Les radars photo pourraient éventuellement faire partie des outils envisagés pour lutter contre les excès de vitesse à dans Charlevoix. Bien qu’aucune démarche n’ait été entreprise en ce sens, le préfet de la MRC de Charlevoix et maire de Baie-Saint-Paul, Michaël Pilote, n’a pas fermé la porte à cette possibilité.
À la fin mai, il a été révélé que 66 nouveaux radars photo mobiles seront déployés au cours des prochaines années sur les routes québécoises.
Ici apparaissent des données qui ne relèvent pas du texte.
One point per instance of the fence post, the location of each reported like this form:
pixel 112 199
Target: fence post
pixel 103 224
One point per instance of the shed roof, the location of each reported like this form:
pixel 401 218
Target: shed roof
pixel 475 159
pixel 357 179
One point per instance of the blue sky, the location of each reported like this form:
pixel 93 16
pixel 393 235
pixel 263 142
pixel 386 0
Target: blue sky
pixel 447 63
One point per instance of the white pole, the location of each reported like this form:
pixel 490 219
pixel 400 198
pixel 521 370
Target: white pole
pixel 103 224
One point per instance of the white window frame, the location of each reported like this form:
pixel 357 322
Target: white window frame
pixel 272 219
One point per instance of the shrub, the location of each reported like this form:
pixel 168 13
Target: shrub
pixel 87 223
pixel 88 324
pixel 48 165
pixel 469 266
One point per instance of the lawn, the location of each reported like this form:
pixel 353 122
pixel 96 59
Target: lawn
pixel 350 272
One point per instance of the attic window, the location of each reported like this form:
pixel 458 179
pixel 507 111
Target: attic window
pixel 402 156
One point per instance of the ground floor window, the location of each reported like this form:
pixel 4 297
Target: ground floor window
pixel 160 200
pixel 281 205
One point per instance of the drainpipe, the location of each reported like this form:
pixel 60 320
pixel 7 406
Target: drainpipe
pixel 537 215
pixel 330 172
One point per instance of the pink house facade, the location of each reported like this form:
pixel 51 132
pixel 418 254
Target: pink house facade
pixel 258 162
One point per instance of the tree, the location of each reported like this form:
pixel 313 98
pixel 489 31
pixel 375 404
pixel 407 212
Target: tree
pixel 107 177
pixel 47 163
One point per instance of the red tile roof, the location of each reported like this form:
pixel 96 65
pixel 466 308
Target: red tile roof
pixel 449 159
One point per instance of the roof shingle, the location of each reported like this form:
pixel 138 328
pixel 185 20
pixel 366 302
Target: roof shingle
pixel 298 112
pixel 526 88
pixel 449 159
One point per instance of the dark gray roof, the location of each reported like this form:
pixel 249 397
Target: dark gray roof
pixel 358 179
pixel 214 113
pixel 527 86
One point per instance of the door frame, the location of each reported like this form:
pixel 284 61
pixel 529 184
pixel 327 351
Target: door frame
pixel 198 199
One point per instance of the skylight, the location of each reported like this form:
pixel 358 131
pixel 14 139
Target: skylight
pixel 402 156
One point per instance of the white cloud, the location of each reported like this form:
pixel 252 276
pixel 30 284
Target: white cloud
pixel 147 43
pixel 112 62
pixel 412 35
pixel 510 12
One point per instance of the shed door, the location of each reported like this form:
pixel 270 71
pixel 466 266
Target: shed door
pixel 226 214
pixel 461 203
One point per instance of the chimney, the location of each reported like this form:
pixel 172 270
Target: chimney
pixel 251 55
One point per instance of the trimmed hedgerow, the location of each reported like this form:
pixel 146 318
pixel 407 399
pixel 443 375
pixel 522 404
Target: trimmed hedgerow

Cette initiative s’inscrit dans un plan plus vaste visant l’installation de plus de 250 radars photo fixes et mobiles à travers la province, dont une partie dans les municipalités.
Questionné sur l’éventuelle implantation de radars photo dans Charlevoix, à la lumière du déploiement annoncé par le gouvernement du Québec dans différentes régions, l’élu a rappelé qu’aucun appareil de ce type n’est actuellement en fonction sur le territoire.
« Présentement, ce qu’on a sur le territoire, ce sont des radars pédagogiques qui indiquent la vitesse des automobilistes. Des radars qui peuvent émettre des constats d’infraction, il n’y en a pas dans Charlevoix », a-t-il expliqué.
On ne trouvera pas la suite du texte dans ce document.